Scotland politics

Plan to cut voting age for 2016 Scottish election

Ballot box Image copyright PA
Image caption Lowering the voting age has won widespread support

Holyrood could be given control of its own elections in time to give 16 and 17-year-olds a vote in the 2016 Scottish Parliament election.

Scottish Secretary Alistair Carmichael is considering a fast-track transfer of the powers from the UK to Scotland.

The Smith Commission on further devolution recommended the move in its report last week.

Mr Carmichael will discuss the issue with First Minister Nicola Sturgeon when they meet on Thursday.

The secretary of state told the BBC civil servants were looking at the options, adding: "If we can find a way, then we'll work with the Scottish government to make sure that this happens.

"I see no reason why if Scotland's two governments work together with good will and determination that this could not be done in time for the next elections in 2016."

Sixteen and 17-year-olds were able to vote in the independence referendum.

'UK change'

Mr Carmichael described their participation as a "truly outstanding success" and said he was "determined" to keep younger voters involved.

"We want you to remain part of our political process," he said. "We don't want you just to be put back in your box."

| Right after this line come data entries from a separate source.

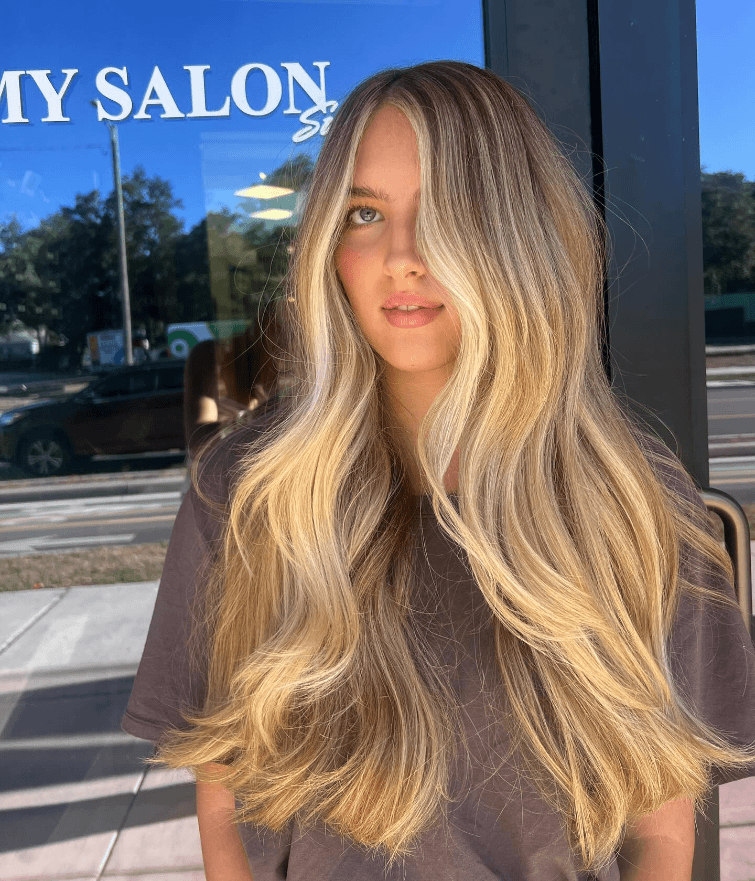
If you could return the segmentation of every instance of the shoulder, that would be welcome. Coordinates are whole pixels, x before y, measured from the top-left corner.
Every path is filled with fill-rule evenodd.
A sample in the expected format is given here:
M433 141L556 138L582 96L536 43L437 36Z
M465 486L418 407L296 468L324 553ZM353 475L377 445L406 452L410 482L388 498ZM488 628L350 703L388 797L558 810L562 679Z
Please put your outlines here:
M283 407L273 399L250 411L243 421L230 425L202 449L188 491L198 522L222 519L241 475L245 454L282 417Z
M685 499L689 507L697 508L707 517L707 508L700 490L681 459L660 438L647 432L643 432L638 441L663 486L678 498Z

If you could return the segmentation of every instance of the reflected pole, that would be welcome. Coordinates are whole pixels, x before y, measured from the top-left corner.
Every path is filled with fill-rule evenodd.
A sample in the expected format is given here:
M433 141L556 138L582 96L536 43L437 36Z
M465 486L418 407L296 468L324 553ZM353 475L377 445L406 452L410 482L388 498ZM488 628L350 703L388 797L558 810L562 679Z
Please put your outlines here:
M123 190L121 188L121 158L118 150L118 129L112 122L110 147L113 153L113 180L118 216L118 255L121 265L121 308L123 310L123 355L125 364L134 363L134 350L131 342L131 297L128 290L128 264L126 263L126 222L123 216Z

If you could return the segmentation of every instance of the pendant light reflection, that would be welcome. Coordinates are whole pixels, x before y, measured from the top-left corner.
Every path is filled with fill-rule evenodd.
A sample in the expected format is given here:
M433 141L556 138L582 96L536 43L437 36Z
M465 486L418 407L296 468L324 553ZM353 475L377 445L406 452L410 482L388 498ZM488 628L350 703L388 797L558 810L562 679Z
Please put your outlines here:
M265 180L267 175L260 172L260 178ZM242 196L245 199L280 199L283 196L290 196L294 190L288 187L275 187L270 184L254 184L251 187L236 190L234 196ZM253 211L249 216L257 220L285 220L293 215L293 211L284 208L264 208L262 211Z

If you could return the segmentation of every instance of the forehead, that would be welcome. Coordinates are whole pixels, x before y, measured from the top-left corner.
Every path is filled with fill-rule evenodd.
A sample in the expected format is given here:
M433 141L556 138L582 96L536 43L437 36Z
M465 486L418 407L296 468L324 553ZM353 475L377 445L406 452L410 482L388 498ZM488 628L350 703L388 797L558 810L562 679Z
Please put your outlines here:
M392 194L419 197L417 139L409 120L396 107L381 108L365 129L357 149L351 195L381 202ZM407 193L408 191L408 193Z

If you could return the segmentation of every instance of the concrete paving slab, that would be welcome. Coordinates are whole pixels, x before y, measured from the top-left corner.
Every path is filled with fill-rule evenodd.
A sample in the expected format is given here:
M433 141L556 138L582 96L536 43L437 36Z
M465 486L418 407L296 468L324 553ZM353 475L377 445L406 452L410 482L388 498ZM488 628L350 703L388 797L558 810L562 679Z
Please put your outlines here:
M204 878L196 815L122 829L104 877L152 877L168 872L174 879L192 872Z
M108 881L176 881L175 872L158 872L155 875L108 875L105 872L102 877ZM181 881L205 881L204 869L195 872L183 870L179 877Z
M117 832L56 841L0 855L3 881L95 881Z
M65 590L57 587L0 593L0 653L52 608Z
M721 881L755 881L755 827L721 829Z
M718 797L721 827L750 825L755 854L755 777L719 786Z
M0 674L96 669L102 664L133 666L136 672L158 584L148 581L66 588L60 601L0 654ZM36 608L37 594L46 590L0 594L0 618L6 607L13 607L9 596L25 595L30 608Z
M151 767L105 866L104 878L204 881L195 781L185 770ZM169 874L172 873L172 874Z

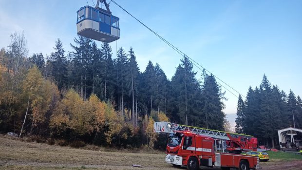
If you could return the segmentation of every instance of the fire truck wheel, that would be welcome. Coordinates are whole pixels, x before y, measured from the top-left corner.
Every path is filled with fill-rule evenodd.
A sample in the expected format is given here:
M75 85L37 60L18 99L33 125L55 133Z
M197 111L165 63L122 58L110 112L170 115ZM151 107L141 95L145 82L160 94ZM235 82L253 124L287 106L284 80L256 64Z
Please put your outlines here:
M230 168L229 167L221 167L222 170L229 170Z
M172 164L172 165L173 165L173 166L174 167L176 167L176 168L180 168L180 167L181 167L181 165L173 164Z
M249 166L247 162L242 160L239 164L239 170L249 170Z
M188 170L198 170L199 169L199 162L195 157L190 157L188 161L187 169Z

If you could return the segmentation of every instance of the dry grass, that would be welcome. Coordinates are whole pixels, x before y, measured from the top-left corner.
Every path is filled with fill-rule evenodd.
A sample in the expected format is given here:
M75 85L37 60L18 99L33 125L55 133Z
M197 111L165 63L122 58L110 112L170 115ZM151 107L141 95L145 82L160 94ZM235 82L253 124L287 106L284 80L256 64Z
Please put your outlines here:
M137 170L174 169L165 163L164 153L130 153L87 150L46 144L24 142L0 136L0 169L91 169ZM91 148L90 148L91 149ZM116 151L117 151L116 150ZM64 168L62 168L64 167ZM81 168L82 167L82 168Z
M121 151L93 145L83 148L85 149L28 142L0 135L0 170L186 170L185 167L177 169L166 163L164 153L158 151L149 151L157 153L147 153L140 152L144 150L136 150L136 153L131 153L130 150ZM133 167L132 164L144 168ZM261 163L263 170L276 168L301 170L301 160L272 159Z

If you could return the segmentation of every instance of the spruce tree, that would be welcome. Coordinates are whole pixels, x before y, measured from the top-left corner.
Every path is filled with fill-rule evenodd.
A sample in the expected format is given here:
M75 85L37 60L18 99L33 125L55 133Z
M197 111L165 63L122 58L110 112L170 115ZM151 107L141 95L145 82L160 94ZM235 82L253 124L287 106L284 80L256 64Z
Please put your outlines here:
M67 75L67 59L65 50L60 38L56 41L55 52L51 54L52 75L57 81L59 89L66 85Z
M114 65L112 59L112 49L109 44L104 42L102 44L101 54L103 55L103 62L101 62L100 78L101 78L102 88L102 92L103 98L105 101L108 99L114 99L114 86L116 84L114 81Z
M156 75L154 67L151 61L149 61L143 73L143 88L147 96L146 103L149 108L149 113L151 113L153 110L154 97L155 95Z
M78 39L75 38L76 46L70 44L75 52L72 53L74 56L73 63L74 72L73 74L76 79L76 83L80 87L81 97L85 100L86 90L92 78L91 74L91 62L92 60L92 50L91 43L92 40L82 36L78 36Z
M235 120L236 122L235 131L236 132L238 133L243 133L244 129L246 129L245 127L245 105L242 99L241 95L239 94L236 113L237 117Z
M123 114L125 113L124 111L125 106L124 98L127 92L126 74L127 73L128 61L127 55L125 53L124 49L121 47L117 51L115 67L116 68L117 76L117 83L118 103L119 104L119 105L120 106L120 110L122 112Z
M212 75L206 77L203 91L205 102L202 112L206 115L207 128L222 131L224 129L226 115L222 111L224 107L222 100L224 94L221 92Z
M295 94L291 89L289 91L289 94L287 97L287 110L289 113L289 119L291 122L291 125L294 128L296 128L296 112L297 112L297 99Z
M30 59L43 73L44 68L45 67L45 59L43 54L41 53L34 54Z
M197 94L200 91L199 84L195 78L196 72L193 71L193 64L189 58L185 56L181 59L182 64L176 68L172 77L171 84L175 96L176 105L178 107L177 115L180 122L188 125L189 121L196 114ZM189 113L190 115L189 114Z
M136 101L138 88L138 76L139 74L139 68L138 68L136 58L134 55L134 52L132 47L130 48L129 52L130 58L128 63L128 72L126 74L127 79L127 89L128 89L128 95L132 100L131 115L132 125L136 127L137 126L137 113L135 111L135 106L137 106Z

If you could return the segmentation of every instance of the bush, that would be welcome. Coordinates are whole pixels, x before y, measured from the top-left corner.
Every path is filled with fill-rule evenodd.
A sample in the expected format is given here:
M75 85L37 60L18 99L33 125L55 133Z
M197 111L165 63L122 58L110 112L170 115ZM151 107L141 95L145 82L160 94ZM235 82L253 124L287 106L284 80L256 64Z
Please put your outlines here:
M59 140L57 142L57 145L58 145L61 147L65 146L68 145L67 142L65 141L65 140L61 139Z
M76 140L70 143L70 147L72 148L81 148L83 147L86 145L85 142L80 140Z
M39 136L36 136L35 140L37 143L45 143L46 142L46 140L43 139Z
M30 136L26 140L28 142L37 143L45 143L45 139L41 138L40 136Z
M49 145L55 145L55 140L54 139L49 138L46 141L46 143Z
M28 138L27 138L27 141L28 142L35 142L36 139L36 137L34 136L29 136Z

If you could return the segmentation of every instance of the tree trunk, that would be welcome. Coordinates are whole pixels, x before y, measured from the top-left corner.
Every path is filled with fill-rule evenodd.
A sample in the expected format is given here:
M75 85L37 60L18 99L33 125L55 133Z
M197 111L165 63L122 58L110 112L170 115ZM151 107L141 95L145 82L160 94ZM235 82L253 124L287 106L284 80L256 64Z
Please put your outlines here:
M135 96L135 125L137 127L137 99Z
M166 100L166 97L165 97L165 113L167 114L167 101Z
M132 113L132 124L135 127L135 116L134 113L134 90L133 87L133 74L132 72L131 72L131 81L132 82L132 112L131 113Z
M83 98L83 74L81 75L81 98Z
M187 106L188 106L188 98L187 98L187 75L186 72L185 72L185 105L186 107L186 125L188 125L188 112L187 112Z
M106 78L105 78L105 88L104 90L104 94L105 94L105 98L104 99L104 100L106 101Z
M24 121L22 124L22 128L21 128L21 131L20 131L20 134L19 135L19 137L21 137L21 134L22 134L22 131L23 131L23 127L24 126L24 124L25 124L25 121L26 120L26 116L27 116L27 113L28 113L28 108L29 107L29 99L30 98L30 96L28 97L28 101L27 102L27 109L26 109L26 113L25 113L25 117L24 117Z
M84 101L86 101L86 75L85 75L85 84L84 88L85 89L84 92Z
M153 108L152 108L152 94L151 94L150 99L151 99L151 112L152 112L152 110L153 110Z
M124 88L123 88L123 70L122 70L122 72L121 72L121 74L122 74L122 112L123 112L123 114L124 115Z

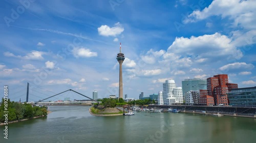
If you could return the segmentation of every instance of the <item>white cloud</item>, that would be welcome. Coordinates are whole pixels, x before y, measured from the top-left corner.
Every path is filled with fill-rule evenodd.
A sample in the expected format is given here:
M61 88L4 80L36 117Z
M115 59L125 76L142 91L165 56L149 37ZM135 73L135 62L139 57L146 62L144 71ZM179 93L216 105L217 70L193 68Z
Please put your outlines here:
M66 78L60 80L51 80L47 82L48 84L68 84L75 87L77 85L77 82L73 82L70 78Z
M177 55L185 54L195 57L200 55L200 59L203 59L227 56L240 59L243 56L243 53L231 43L231 41L226 36L218 33L199 37L191 36L190 38L176 37L168 48L167 52Z
M240 72L238 74L239 74L239 75L249 75L251 74L251 72L244 71L244 72Z
M199 68L197 68L197 68L193 68L191 70L190 70L189 71L191 72L193 72L193 73L200 73L200 72L202 72L203 70L201 69L199 69Z
M119 87L119 82L116 82L116 83L113 83L109 85L110 87L111 88L117 88Z
M149 55L144 55L141 56L141 59L146 64L153 64L156 62L154 57Z
M206 24L205 25L205 27L210 28L212 26L212 23L210 22L207 22Z
M203 62L205 62L206 60L207 60L206 58L202 58L202 59L197 60L196 61L196 62L197 62L197 63L203 63Z
M127 58L125 58L125 59L124 59L122 65L127 68L133 68L136 66L136 63L134 60L132 60Z
M75 47L72 50L73 54L76 58L78 57L92 57L98 55L97 52L92 52L90 49L84 47Z
M174 75L185 74L186 73L183 71L177 71L174 72Z
M142 72L144 76L156 75L161 74L162 70L161 69L143 70Z
M29 69L29 70L35 69L35 66L34 66L34 65L31 64L27 64L25 65L23 65L22 66L22 68L25 69Z
M164 83L165 82L165 80L170 79L170 78L158 78L157 80L152 80L152 82L153 83Z
M203 75L198 75L195 76L195 78L200 78L200 79L206 79L208 78L207 77L207 75L206 74L203 74Z
M79 82L86 82L86 79L82 78L81 78L81 79L80 79Z
M109 79L109 78L106 78L106 77L103 77L103 78L102 78L102 80L103 81L109 81L109 80L110 80L110 79Z
M46 67L47 68L53 69L54 68L55 64L53 62L47 61L45 63Z
M245 63L234 63L232 64L228 64L220 68L220 70L222 71L230 70L234 69L241 69L241 70L251 70L253 68L254 66L251 64L246 64Z
M15 55L9 51L4 53L5 56L15 57L24 60L42 60L44 58L42 55L44 54L45 54L44 52L32 51L31 52L27 53L26 55L22 56L21 55Z
M5 65L0 65L0 69L2 69L4 68L5 67L6 67Z
M37 43L37 46L45 46L45 44L42 43L41 43L41 42L38 42L38 43Z
M124 28L119 22L115 23L112 27L104 25L98 28L99 34L103 36L116 36L121 34L124 30Z
M197 10L184 20L186 23L205 19L212 16L221 16L233 20L233 25L239 25L248 29L256 28L256 1L254 0L215 0L201 11Z
M148 50L145 55L141 55L141 59L145 63L154 64L156 63L156 59L162 56L165 53L164 50L154 51L152 49Z
M253 80L244 81L242 82L243 84L255 84L256 82Z

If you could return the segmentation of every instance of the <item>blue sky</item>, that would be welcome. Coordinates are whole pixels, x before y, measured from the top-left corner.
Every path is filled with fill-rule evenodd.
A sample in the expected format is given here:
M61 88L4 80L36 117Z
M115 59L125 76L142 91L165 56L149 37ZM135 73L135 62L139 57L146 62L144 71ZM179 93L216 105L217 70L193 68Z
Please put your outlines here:
M255 1L20 2L0 2L0 81L14 100L28 82L30 100L70 89L118 95L120 42L129 97L218 74L256 85Z

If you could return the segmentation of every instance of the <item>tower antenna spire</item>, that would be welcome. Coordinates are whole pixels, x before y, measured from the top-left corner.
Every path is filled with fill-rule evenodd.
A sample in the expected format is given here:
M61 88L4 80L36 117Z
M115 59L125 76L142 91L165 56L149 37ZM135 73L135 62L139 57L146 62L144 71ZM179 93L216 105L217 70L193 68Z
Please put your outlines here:
M121 42L120 42L120 53L121 52Z

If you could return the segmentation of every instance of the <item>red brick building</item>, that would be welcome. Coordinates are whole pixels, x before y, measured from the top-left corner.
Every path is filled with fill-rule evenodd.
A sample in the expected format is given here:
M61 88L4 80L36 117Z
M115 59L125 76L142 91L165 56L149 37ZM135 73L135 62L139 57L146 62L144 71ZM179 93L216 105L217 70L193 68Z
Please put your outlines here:
M208 91L207 90L200 90L199 92L200 93L200 97L202 97L205 95L208 95Z
M201 105L212 106L214 105L214 97L209 95L204 95L199 98L198 104Z
M237 89L237 84L228 83L227 74L219 74L207 79L208 94L214 98L215 104L228 105L227 93Z

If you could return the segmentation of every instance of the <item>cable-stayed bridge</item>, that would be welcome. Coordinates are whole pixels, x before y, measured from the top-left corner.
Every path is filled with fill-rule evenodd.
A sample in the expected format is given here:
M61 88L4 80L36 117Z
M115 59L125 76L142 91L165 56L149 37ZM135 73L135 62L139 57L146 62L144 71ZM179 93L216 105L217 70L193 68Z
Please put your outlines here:
M72 89L56 94L47 91L36 85L29 84L17 87L9 87L9 97L11 101L26 102L29 104L40 104L45 105L61 104L92 104L99 102L90 97ZM53 93L49 96L49 93ZM77 96L77 94L79 96ZM0 94L1 95L1 94ZM81 99L81 97L82 98Z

All five political parties at Holyrood support extending the franchise to 16 and 17-year-olds for Holyrood elections.

In the Smith Commission agreement they said: "The parties call on the UK Parliament to devolve the relevant powers in sufficient time to allow the Scottish Parliament to extend the franchise to 16 and 17-year-olds for the 2016 Scottish Parliamentary elections, should the Scottish Parliament wish to do so".

This age group will not be allowed to vote in the 2015 UK general election, but Mr Carmichael said change in the voting age in Scotland would inevitably lead to change across the UK.

It is not clear what mechanism would be used to give Holyrood the power to change the voting age for devolved elections.

It may be the UK government would use a so-called "section 30" order which avoids primary legislation.

This mechanism was used to lend Holyrood the unequivocal legal authority to hold the independence referendum.

Ms Sturgeon made clear her commitment to votes for 16 and 17-year-olds in the Scottish Parliament last week.

Delivering her programme for government speech, she said: "If the necessary powers are transferred in good time to this parliament, my government will bring forward legislation to extend the franchise and allow all 16 and 17-year-olds to vote in the 2016 Scottish election."